Some analysts caution against looking at the African continent as a battleground for U.S. competition with China.
"It can undermine our actual strategies with many countries in Africa by seeing them through the prism of competition," says senior fellow Michael Fuchs at the Center for American Progress, who served as deputy assistant secretary of state for East Asian and Pacific affairs in the Obama administration.
Russia shows ‘little regard for rule of law’
Russia in Africa, according to Bolton, "advances its political and economic relationships with little regard for the rule of law or accountable and transparent governance."
While Fuchs welcomes the attention by the Trump administration to Africa, he does not expect what Bolton announced to convince many partners and the continent of a U.S. commitment there.
"I think that he potentially undermined some of the potential for these partnerships with some of the policy proposals that he made," Fuchs told VOA.
The immediate reaction overall to Bolton's speech from African officials appeared to be cautious optimism.

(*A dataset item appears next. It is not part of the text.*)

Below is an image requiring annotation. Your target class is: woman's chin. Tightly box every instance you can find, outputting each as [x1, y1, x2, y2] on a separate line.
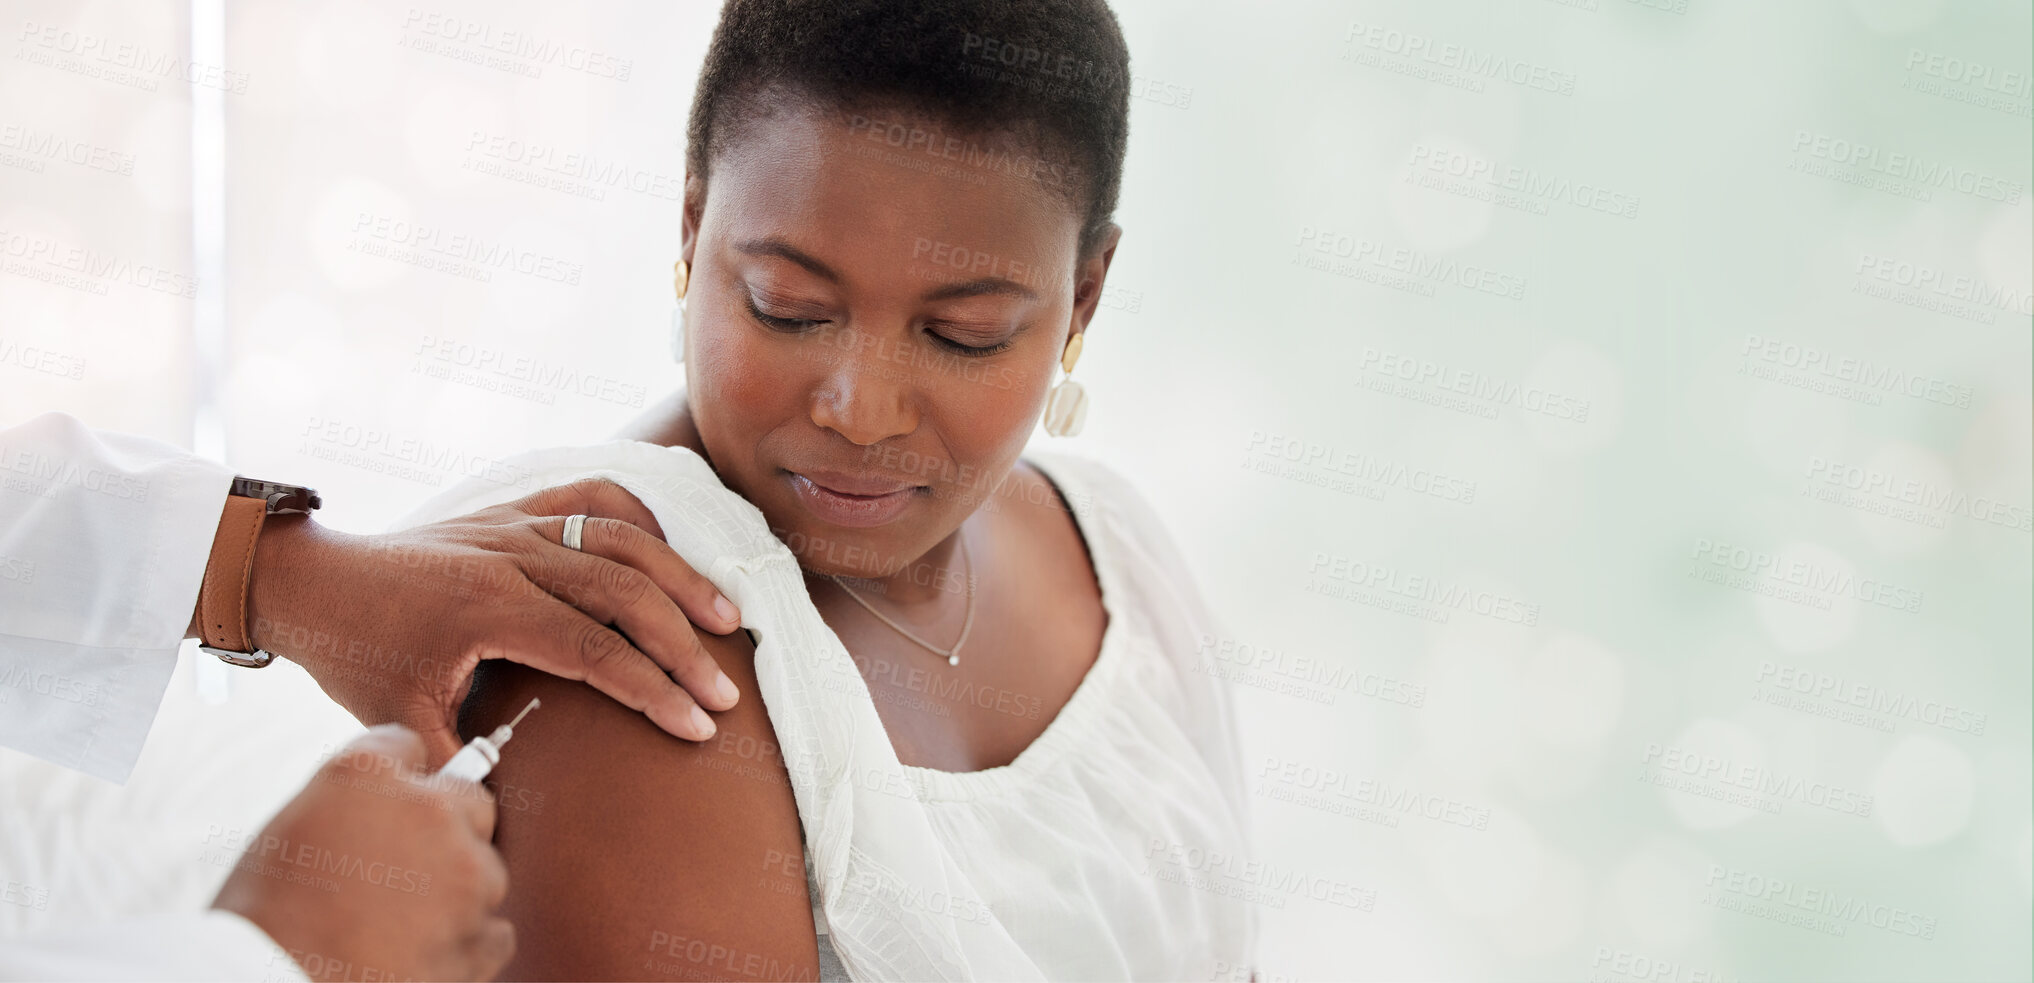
[764, 514, 911, 581]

"We are happy to understand that finally America has a strategy that is purposeful towards Africa," David Gacheru, the deputy chief of mission at Kenya's embassy in Washington, told VOA, adding the Trump administration is potentially filling a void that has existed for many years.
All Africa aid under review
The United States has provided more than $8 billion in aid to Africa in each of the past two fiscal years and a review of all aid is being finalized, according to Bolton.
The many more billions of U.S. tax dollars spent there over recent decades, Bolton said, have failed to stop terrorism, radicalism and violence, nor have they prevented other powers from increasing their own power and influence.
"And, they have not led to stable and transparent governance, economic viability and increasing development across the region," said Bolton.
Administration officials are not saying whether total aid to Africa will be cut and how involved Trump will be in making decisions as to how much each country will get and for what projects as the president touts a transactional approach to foreign assistance.
When the president’s budget “comes out, that’s when you will see the outcome,” Bolton said in response to a question from VOA.
South Sudan a likely target
In his speech, Bolton said Washington will no longer fund "corrupt autocrats who used the money to fill their coffers at the expense of their people, to commit gross human rights violations."
One likely target for significant cuts in U.S. assistance is South Sudan, where a civil war is entering its sixth year.
"We will not provide loans or more American resources to a South Sudanese government led by the same morally bankrupt leaders," vowed Bolton.
Noticeably absent from the new plan is any “commitment to advancing human rights and democracy," according to the global humanitarian group Mercy Corps, which says its research in Africa “has consistently found that government neglect and injustice, including human rights abuses and corruption, are primary drivers of support for violent extremism and armed conflict.”
The organization is calling on the Trump administration to make central to its Africa policy goals of “alleviating suffering, poverty and oppression and promoting good governance.”
Patsy Widakuswara contributed to this report.